The Cavium Coherent Processor Interconnect (CCPI) for NUMA clustering on the ThunderX chips only scales to two sockets, but we suspect that it is very heavily based on the interconnect originally developed for the Octeons and can scale further if and when Cavium needs it to. With the bulk of the market using two-socket machines, it seems unlikely that this will be necessary out of the chute as the initial ThunderX chips ramp.
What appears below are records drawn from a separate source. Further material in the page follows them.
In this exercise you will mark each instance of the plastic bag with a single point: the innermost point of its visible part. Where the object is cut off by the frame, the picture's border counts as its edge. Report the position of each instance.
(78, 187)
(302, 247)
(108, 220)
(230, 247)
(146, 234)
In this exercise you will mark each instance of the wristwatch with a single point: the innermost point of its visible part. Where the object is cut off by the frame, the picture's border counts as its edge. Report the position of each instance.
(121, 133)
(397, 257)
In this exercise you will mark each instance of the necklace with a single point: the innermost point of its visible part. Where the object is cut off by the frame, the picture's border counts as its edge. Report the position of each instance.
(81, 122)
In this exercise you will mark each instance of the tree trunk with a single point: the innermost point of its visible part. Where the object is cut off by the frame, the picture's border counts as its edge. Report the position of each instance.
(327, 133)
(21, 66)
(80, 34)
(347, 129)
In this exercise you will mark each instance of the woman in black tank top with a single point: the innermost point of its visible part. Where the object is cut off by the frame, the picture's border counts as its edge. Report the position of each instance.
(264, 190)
“Two socket is a major differentiator for us, and a significant number of our customers are interested in it,” Gopal Hegde, vice president and general manager of the Data Center Processor Group at Cavium, tells The Next Platform. “It puts us very close to the incumbent, high volume CPUs that are out there in the market, and it also allows a lot of our customers to reuse the platforms they have developed already. If they have a chassis and a power supply, all they have to do is redesign the motherboard. If you look at our ODM platforms, they are all in the standard motherboard form factors – MicroATX, EATX, ATX – that go into lots of different machines. And for the end users, it results in a machine that looks very much like what they are deploying today.”

As we have pointed out before, people do not want to change their processor architecture, their physical infrastructure and its management, and their systems software stack all at the same time. They might do two of them. So keeping the form factors and management the same is key for ARM chip adoption in the datacenter. (Ditto for Power chips, while we are thinking about it.)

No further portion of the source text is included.